Viewing a single comment thread. View all comments

BasilLimade t1_j6ykjaz wrote

I'm looking at making a docker image to host on AWS ECR, to contain some python code and dependencies (over 250MB of dependencies, so I can't just zip up my modules as a lambda "layer"). How does this compare to making my own docker lambda image?

4

seattleite849 OP t1_j6yt8w2 wrote

How are you wanting to trigger your function?
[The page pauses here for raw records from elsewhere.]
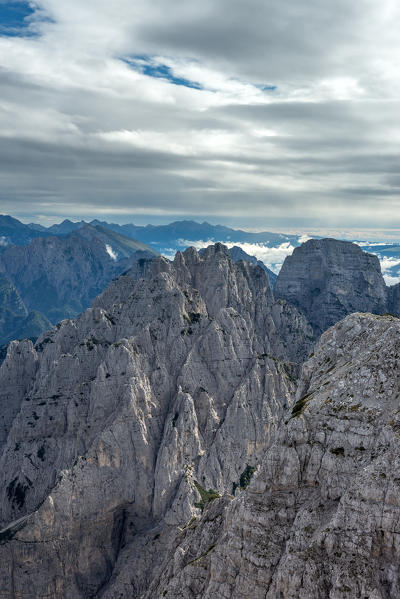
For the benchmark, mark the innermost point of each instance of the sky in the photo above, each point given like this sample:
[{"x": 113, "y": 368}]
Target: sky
[{"x": 257, "y": 113}]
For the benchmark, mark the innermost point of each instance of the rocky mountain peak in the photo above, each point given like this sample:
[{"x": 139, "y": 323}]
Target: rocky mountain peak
[
  {"x": 163, "y": 395},
  {"x": 328, "y": 279}
]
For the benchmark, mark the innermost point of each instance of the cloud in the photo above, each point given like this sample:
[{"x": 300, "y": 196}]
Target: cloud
[
  {"x": 263, "y": 114},
  {"x": 273, "y": 257}
]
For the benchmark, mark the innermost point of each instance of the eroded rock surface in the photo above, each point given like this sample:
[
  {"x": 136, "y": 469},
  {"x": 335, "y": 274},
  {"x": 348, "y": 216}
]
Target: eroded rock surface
[
  {"x": 128, "y": 420},
  {"x": 321, "y": 517},
  {"x": 328, "y": 279}
]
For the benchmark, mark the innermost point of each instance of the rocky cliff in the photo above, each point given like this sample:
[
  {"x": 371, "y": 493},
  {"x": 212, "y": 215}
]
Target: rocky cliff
[
  {"x": 328, "y": 279},
  {"x": 127, "y": 423},
  {"x": 321, "y": 516}
]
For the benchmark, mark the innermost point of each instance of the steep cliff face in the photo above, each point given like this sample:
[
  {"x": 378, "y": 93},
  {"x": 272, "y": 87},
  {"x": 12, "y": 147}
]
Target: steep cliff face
[
  {"x": 394, "y": 299},
  {"x": 320, "y": 518},
  {"x": 328, "y": 279},
  {"x": 127, "y": 421}
]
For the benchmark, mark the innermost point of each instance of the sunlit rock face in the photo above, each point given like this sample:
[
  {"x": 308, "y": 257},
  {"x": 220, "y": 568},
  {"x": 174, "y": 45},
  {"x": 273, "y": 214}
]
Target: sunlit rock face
[
  {"x": 121, "y": 426},
  {"x": 320, "y": 517},
  {"x": 327, "y": 279}
]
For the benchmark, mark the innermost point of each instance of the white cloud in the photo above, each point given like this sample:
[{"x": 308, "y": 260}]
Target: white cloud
[
  {"x": 390, "y": 267},
  {"x": 80, "y": 129},
  {"x": 273, "y": 257}
]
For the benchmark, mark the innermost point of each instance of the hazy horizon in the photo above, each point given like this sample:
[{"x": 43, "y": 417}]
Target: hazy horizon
[{"x": 266, "y": 115}]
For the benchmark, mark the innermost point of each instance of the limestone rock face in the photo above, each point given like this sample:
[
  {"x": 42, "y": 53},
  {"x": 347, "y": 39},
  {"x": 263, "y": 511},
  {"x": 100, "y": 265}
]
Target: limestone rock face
[
  {"x": 320, "y": 517},
  {"x": 125, "y": 422},
  {"x": 393, "y": 293},
  {"x": 328, "y": 279}
]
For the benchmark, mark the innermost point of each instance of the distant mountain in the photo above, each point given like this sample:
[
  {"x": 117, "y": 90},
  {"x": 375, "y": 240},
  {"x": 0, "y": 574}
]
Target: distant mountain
[
  {"x": 179, "y": 234},
  {"x": 13, "y": 231},
  {"x": 58, "y": 276},
  {"x": 67, "y": 226},
  {"x": 238, "y": 254}
]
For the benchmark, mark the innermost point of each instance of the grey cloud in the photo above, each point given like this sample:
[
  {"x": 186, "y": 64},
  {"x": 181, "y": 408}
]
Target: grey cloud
[{"x": 320, "y": 160}]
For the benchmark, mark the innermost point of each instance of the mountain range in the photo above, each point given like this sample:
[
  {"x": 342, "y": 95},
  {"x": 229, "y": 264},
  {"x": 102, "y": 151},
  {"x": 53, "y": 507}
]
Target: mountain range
[{"x": 193, "y": 435}]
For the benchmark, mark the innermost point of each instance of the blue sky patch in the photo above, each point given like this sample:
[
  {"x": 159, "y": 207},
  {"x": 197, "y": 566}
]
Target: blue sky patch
[
  {"x": 14, "y": 18},
  {"x": 145, "y": 65}
]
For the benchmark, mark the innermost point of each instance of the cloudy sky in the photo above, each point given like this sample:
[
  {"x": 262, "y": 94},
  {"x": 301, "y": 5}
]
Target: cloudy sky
[{"x": 259, "y": 113}]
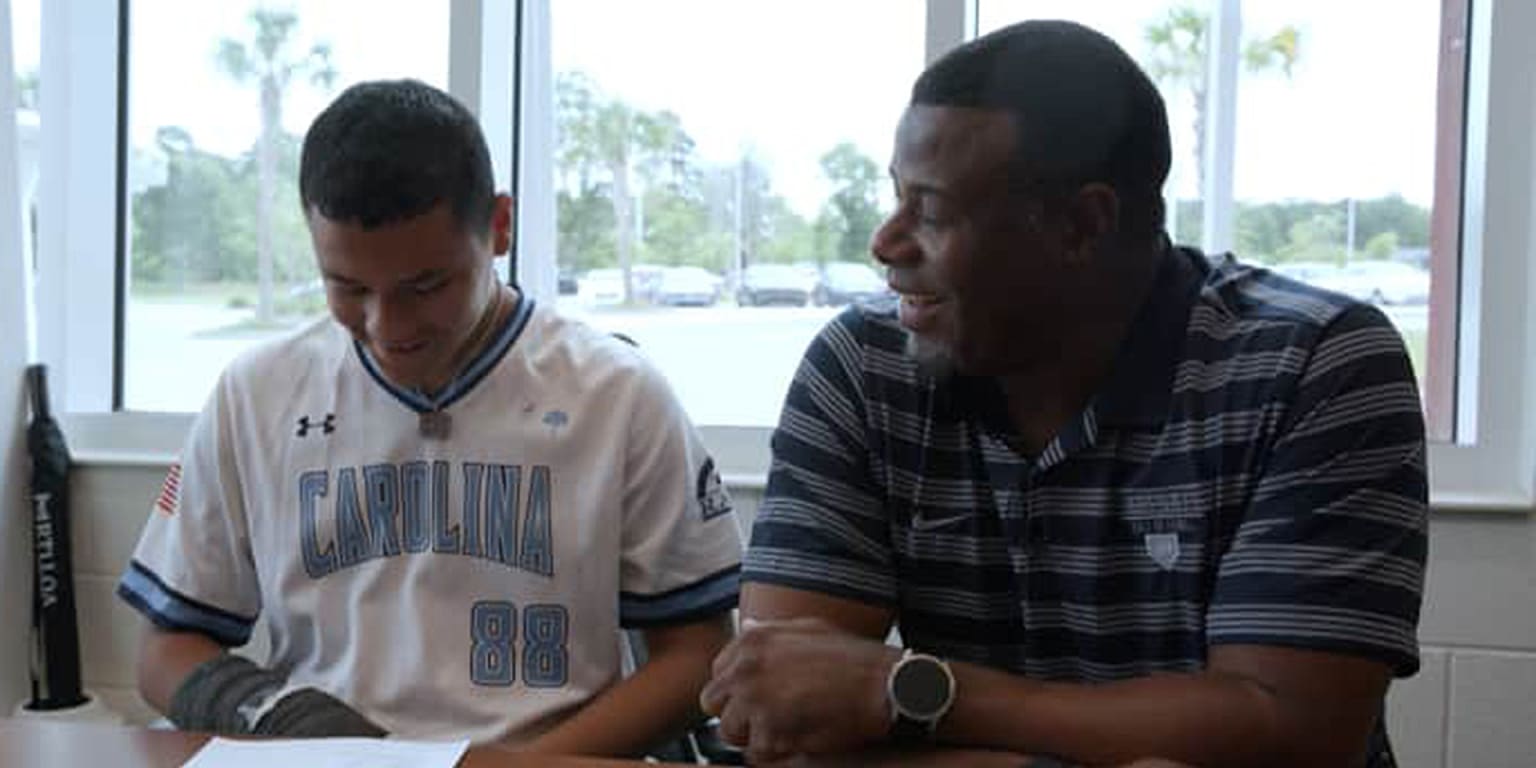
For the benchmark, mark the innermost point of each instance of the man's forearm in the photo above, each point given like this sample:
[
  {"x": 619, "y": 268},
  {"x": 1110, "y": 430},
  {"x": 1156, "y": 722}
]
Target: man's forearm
[
  {"x": 661, "y": 698},
  {"x": 1208, "y": 719},
  {"x": 166, "y": 658}
]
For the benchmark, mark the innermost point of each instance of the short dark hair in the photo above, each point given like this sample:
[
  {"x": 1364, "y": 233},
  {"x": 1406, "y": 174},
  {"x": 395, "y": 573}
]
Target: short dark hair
[
  {"x": 1085, "y": 109},
  {"x": 392, "y": 149}
]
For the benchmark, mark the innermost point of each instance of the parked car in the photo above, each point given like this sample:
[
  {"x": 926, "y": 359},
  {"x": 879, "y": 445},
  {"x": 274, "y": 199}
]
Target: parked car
[
  {"x": 847, "y": 281},
  {"x": 601, "y": 286},
  {"x": 1310, "y": 272},
  {"x": 774, "y": 284},
  {"x": 1383, "y": 281},
  {"x": 687, "y": 288}
]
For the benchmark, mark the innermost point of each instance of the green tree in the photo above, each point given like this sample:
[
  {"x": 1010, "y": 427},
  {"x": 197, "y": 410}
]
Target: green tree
[
  {"x": 188, "y": 229},
  {"x": 1318, "y": 237},
  {"x": 607, "y": 139},
  {"x": 584, "y": 229},
  {"x": 269, "y": 60},
  {"x": 854, "y": 203},
  {"x": 1178, "y": 54}
]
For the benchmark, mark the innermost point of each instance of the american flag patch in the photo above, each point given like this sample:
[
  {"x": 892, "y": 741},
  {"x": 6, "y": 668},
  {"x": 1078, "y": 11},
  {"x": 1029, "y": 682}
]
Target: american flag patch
[{"x": 171, "y": 490}]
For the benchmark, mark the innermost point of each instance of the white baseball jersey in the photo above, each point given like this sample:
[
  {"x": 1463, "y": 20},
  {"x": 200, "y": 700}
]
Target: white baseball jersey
[{"x": 461, "y": 587}]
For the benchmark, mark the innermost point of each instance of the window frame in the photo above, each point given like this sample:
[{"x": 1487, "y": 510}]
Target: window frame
[{"x": 1492, "y": 467}]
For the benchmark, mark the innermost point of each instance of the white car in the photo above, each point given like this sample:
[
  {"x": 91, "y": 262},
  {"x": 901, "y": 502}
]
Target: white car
[
  {"x": 685, "y": 288},
  {"x": 1383, "y": 281}
]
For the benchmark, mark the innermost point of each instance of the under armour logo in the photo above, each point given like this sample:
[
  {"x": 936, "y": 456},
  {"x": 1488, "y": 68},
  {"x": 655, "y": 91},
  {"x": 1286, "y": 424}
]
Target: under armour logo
[
  {"x": 326, "y": 426},
  {"x": 555, "y": 420}
]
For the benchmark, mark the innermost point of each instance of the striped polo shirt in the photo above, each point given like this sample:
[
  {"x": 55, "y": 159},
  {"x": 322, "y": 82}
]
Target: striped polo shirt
[{"x": 1252, "y": 472}]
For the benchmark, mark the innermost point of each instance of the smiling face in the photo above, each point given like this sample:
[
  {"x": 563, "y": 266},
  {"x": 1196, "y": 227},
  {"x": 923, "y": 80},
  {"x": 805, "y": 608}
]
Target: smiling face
[
  {"x": 413, "y": 292},
  {"x": 985, "y": 275}
]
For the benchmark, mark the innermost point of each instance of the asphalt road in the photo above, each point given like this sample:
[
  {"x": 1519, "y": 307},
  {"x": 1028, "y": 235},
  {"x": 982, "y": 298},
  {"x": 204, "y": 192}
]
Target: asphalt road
[{"x": 728, "y": 364}]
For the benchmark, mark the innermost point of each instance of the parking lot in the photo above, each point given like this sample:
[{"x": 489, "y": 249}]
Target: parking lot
[{"x": 728, "y": 364}]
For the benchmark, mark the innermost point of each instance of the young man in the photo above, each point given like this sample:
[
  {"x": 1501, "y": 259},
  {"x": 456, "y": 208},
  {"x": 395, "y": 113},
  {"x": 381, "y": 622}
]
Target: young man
[
  {"x": 1122, "y": 499},
  {"x": 444, "y": 499}
]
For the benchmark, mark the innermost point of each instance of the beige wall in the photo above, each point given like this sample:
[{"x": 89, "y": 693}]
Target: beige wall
[{"x": 1470, "y": 707}]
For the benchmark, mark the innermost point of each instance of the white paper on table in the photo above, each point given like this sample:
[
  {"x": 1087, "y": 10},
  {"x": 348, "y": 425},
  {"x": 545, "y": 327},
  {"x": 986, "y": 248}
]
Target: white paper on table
[{"x": 327, "y": 753}]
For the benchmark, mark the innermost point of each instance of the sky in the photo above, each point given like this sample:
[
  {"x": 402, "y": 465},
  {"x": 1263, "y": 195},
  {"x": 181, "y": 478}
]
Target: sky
[{"x": 787, "y": 80}]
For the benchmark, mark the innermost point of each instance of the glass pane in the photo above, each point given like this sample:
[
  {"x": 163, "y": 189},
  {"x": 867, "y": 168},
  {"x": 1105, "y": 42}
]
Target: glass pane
[
  {"x": 728, "y": 154},
  {"x": 26, "y": 37},
  {"x": 1344, "y": 195},
  {"x": 203, "y": 154},
  {"x": 1168, "y": 39}
]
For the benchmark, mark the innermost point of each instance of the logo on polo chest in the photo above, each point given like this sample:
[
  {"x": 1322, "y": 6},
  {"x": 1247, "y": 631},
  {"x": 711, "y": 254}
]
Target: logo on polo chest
[{"x": 1163, "y": 549}]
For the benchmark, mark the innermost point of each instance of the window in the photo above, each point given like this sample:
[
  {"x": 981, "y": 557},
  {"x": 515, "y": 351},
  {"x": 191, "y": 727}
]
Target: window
[
  {"x": 1332, "y": 151},
  {"x": 217, "y": 249},
  {"x": 788, "y": 77},
  {"x": 26, "y": 39},
  {"x": 716, "y": 166}
]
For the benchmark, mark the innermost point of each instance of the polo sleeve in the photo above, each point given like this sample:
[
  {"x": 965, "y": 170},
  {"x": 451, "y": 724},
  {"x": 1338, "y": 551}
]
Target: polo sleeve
[
  {"x": 822, "y": 524},
  {"x": 192, "y": 569},
  {"x": 682, "y": 547},
  {"x": 1332, "y": 547}
]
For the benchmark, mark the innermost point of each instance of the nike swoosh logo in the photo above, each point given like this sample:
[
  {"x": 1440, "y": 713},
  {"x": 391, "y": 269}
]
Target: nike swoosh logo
[{"x": 926, "y": 524}]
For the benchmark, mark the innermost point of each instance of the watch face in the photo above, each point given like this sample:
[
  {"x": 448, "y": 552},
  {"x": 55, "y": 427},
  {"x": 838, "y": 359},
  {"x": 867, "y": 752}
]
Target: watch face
[{"x": 922, "y": 687}]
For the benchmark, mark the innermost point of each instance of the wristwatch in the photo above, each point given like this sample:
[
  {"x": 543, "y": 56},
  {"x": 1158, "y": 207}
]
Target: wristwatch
[{"x": 920, "y": 690}]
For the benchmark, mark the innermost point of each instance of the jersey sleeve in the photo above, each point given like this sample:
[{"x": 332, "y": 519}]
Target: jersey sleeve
[
  {"x": 192, "y": 569},
  {"x": 822, "y": 524},
  {"x": 1330, "y": 552},
  {"x": 681, "y": 541}
]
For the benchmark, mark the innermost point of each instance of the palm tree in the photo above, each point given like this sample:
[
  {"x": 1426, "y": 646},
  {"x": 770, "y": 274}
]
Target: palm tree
[
  {"x": 1178, "y": 57},
  {"x": 266, "y": 60}
]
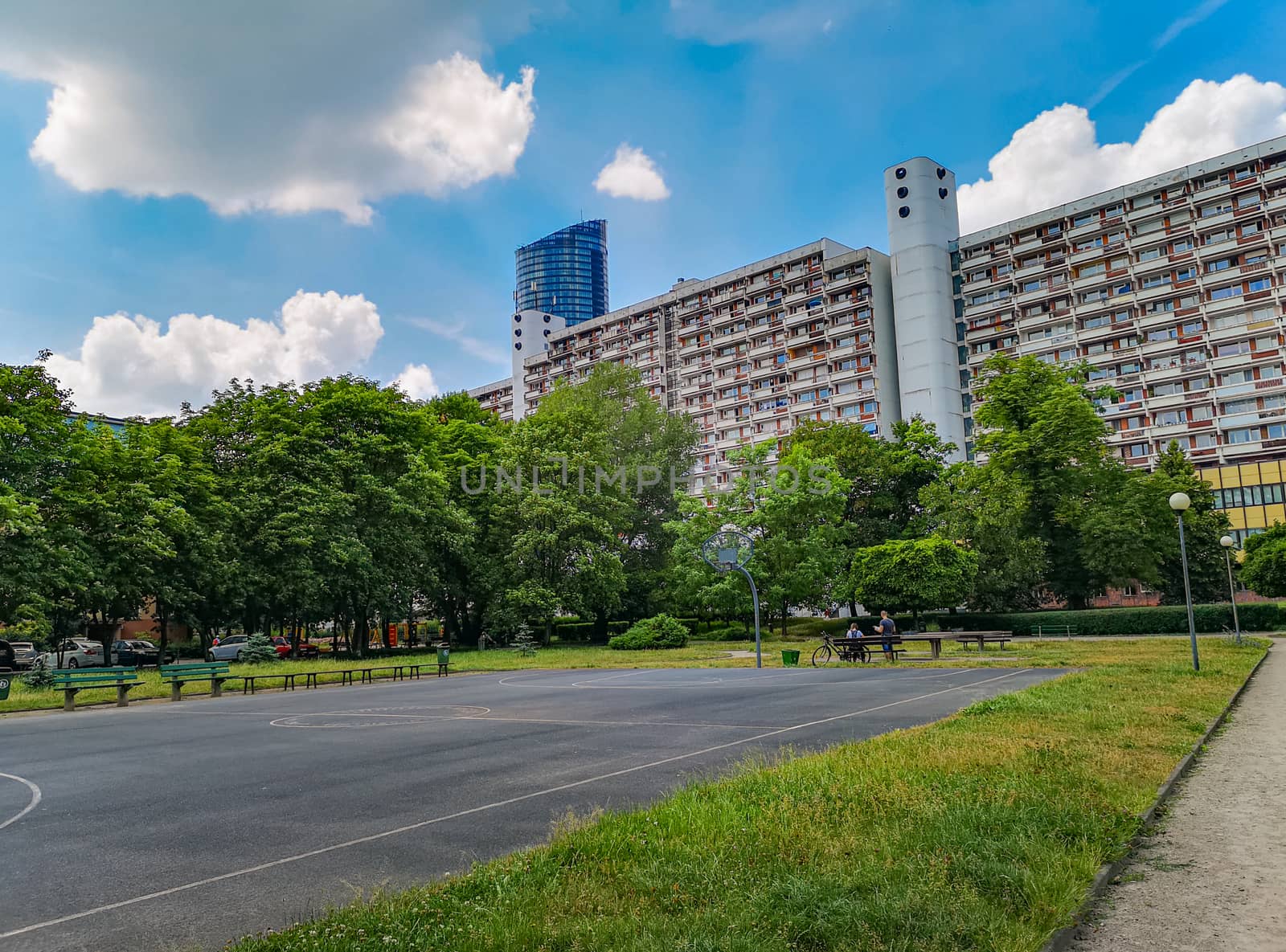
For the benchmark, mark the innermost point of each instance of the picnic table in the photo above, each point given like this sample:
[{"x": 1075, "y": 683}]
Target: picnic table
[{"x": 932, "y": 639}]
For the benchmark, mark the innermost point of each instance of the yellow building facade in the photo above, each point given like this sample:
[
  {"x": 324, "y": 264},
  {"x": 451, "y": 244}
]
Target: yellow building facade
[{"x": 1251, "y": 493}]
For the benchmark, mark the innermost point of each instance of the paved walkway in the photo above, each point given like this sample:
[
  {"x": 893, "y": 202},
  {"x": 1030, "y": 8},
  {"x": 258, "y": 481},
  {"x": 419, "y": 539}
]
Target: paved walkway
[{"x": 1213, "y": 879}]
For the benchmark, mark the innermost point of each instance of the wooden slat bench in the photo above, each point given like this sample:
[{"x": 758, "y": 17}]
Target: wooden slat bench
[
  {"x": 72, "y": 680},
  {"x": 248, "y": 681},
  {"x": 984, "y": 637},
  {"x": 179, "y": 675},
  {"x": 400, "y": 672},
  {"x": 310, "y": 677}
]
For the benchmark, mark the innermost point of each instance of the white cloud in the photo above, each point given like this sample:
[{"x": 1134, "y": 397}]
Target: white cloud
[
  {"x": 457, "y": 333},
  {"x": 417, "y": 382},
  {"x": 134, "y": 365},
  {"x": 1058, "y": 157},
  {"x": 286, "y": 107},
  {"x": 632, "y": 175}
]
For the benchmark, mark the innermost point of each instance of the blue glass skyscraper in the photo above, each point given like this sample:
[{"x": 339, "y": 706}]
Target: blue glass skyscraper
[{"x": 565, "y": 274}]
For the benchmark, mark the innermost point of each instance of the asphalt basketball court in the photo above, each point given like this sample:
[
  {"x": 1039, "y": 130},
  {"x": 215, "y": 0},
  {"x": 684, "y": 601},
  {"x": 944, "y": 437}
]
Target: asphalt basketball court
[{"x": 180, "y": 827}]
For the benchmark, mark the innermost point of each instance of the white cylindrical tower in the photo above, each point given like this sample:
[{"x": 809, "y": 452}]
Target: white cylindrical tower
[
  {"x": 529, "y": 336},
  {"x": 919, "y": 198}
]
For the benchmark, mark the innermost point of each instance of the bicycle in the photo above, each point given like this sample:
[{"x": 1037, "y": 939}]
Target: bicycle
[{"x": 842, "y": 649}]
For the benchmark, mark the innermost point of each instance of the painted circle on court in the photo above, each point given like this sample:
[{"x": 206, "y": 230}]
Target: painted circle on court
[{"x": 367, "y": 718}]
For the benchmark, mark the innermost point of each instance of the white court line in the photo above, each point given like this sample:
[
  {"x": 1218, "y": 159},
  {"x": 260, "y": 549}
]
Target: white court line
[
  {"x": 709, "y": 681},
  {"x": 31, "y": 806},
  {"x": 408, "y": 827}
]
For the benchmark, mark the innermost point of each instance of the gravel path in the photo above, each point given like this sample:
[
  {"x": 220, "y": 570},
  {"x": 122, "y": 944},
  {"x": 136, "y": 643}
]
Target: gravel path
[{"x": 1213, "y": 878}]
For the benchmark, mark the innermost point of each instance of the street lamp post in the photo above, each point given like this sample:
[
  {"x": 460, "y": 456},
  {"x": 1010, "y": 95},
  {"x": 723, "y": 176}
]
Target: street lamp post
[
  {"x": 1180, "y": 503},
  {"x": 727, "y": 550},
  {"x": 1227, "y": 542}
]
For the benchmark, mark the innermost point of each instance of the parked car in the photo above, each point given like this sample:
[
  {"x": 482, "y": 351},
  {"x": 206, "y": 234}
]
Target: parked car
[
  {"x": 228, "y": 649},
  {"x": 283, "y": 648},
  {"x": 76, "y": 653},
  {"x": 137, "y": 653},
  {"x": 25, "y": 654}
]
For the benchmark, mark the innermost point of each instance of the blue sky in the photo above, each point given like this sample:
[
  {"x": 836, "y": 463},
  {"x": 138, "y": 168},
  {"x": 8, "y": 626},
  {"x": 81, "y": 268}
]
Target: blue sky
[{"x": 771, "y": 125}]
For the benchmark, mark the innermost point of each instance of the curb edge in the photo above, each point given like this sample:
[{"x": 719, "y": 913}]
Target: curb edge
[{"x": 1063, "y": 938}]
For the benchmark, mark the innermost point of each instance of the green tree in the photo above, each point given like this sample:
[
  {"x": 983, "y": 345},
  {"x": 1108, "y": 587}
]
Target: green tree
[
  {"x": 913, "y": 574},
  {"x": 1264, "y": 566},
  {"x": 984, "y": 509},
  {"x": 794, "y": 512},
  {"x": 1037, "y": 426}
]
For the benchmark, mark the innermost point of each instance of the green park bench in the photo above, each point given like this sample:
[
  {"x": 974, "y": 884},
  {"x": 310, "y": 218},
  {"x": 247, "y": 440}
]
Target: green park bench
[
  {"x": 179, "y": 675},
  {"x": 72, "y": 680}
]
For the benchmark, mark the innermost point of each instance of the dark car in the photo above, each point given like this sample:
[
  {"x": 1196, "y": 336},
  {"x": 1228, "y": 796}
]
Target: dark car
[
  {"x": 134, "y": 653},
  {"x": 283, "y": 648}
]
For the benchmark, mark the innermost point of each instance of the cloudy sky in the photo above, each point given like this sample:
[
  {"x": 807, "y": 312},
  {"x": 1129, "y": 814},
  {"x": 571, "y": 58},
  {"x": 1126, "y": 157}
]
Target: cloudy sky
[{"x": 195, "y": 192}]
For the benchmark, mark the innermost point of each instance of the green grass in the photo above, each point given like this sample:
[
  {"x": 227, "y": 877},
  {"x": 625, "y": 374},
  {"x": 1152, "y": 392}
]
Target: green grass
[{"x": 981, "y": 831}]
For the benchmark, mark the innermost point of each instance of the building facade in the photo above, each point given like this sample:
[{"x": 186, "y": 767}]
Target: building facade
[
  {"x": 565, "y": 272},
  {"x": 750, "y": 353},
  {"x": 1173, "y": 288}
]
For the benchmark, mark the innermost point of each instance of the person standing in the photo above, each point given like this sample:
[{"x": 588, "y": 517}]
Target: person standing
[{"x": 887, "y": 631}]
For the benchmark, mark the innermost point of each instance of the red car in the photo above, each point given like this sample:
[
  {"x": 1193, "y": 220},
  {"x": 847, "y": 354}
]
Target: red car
[{"x": 283, "y": 648}]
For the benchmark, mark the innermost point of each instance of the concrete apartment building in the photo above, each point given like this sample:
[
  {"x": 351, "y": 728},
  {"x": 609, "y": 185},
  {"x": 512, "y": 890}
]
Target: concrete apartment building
[
  {"x": 1170, "y": 287},
  {"x": 1173, "y": 289}
]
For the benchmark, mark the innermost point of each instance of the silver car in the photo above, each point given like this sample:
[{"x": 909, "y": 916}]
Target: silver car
[
  {"x": 76, "y": 653},
  {"x": 25, "y": 654},
  {"x": 228, "y": 649}
]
Also, here are some examples you can peek at: https://docs.cakework.com/examples

Under the hood, both Lambda and cakework are deploying Docker containers as microVMs running on bare metal instances. A few key differences:

- Lambda is a building block vs cakework is a custom, point solution for running async tasks. Meaning with Lambda, you will want to wire together other cloud resources to make it an application you can hit. This mix of code and infrastructure makes iterating quickly on your actual logic slow, in my experience, since you need to:

- Trigger the function (either exposing it via API Gateway if you'd like to invoke it using a REST call), or by hooking it up to an event (S3 PutObject, database update event).

- To hook up your function to other functions (for example, if you want to upload the final artifact to S3), you'll set up SQS queues. If you want to chain functions together, you'll set up Step Functions

- To track failures, store input/output params and results, and easily view logs, you would set up a database and write some scripts to trace the request via Cloudwatch logs.

- With Lambda, you manage creating and building the container yourself, as well as updating the Lambda function code. There are tools out there such as sst or serverless.com which help streamline this.

- With Cakework, you write your Python functions as plain code, then run a single command via the Cakework CLI to run `cakework deploy` which deploys your functions, exposes a public endpoint you can hit (either via REST calls, a Python SDK, or Javascript/Typescript SDK). The nice thing is you can directly test invoking your function as if it were code running on your local machine.

- No limits on the docker image size and no limit on how long your job can run for (vs 10 GB and 15 minute timeout for Lambda)

- You also specify CPU and memory parameters per request! So that you don't need to spin up a bigger instance than you actually need and pay that extra cost. Or provision not enough CPU or memory and 1) deal with failures, then 2) re-deploy your lambda with more compute.

3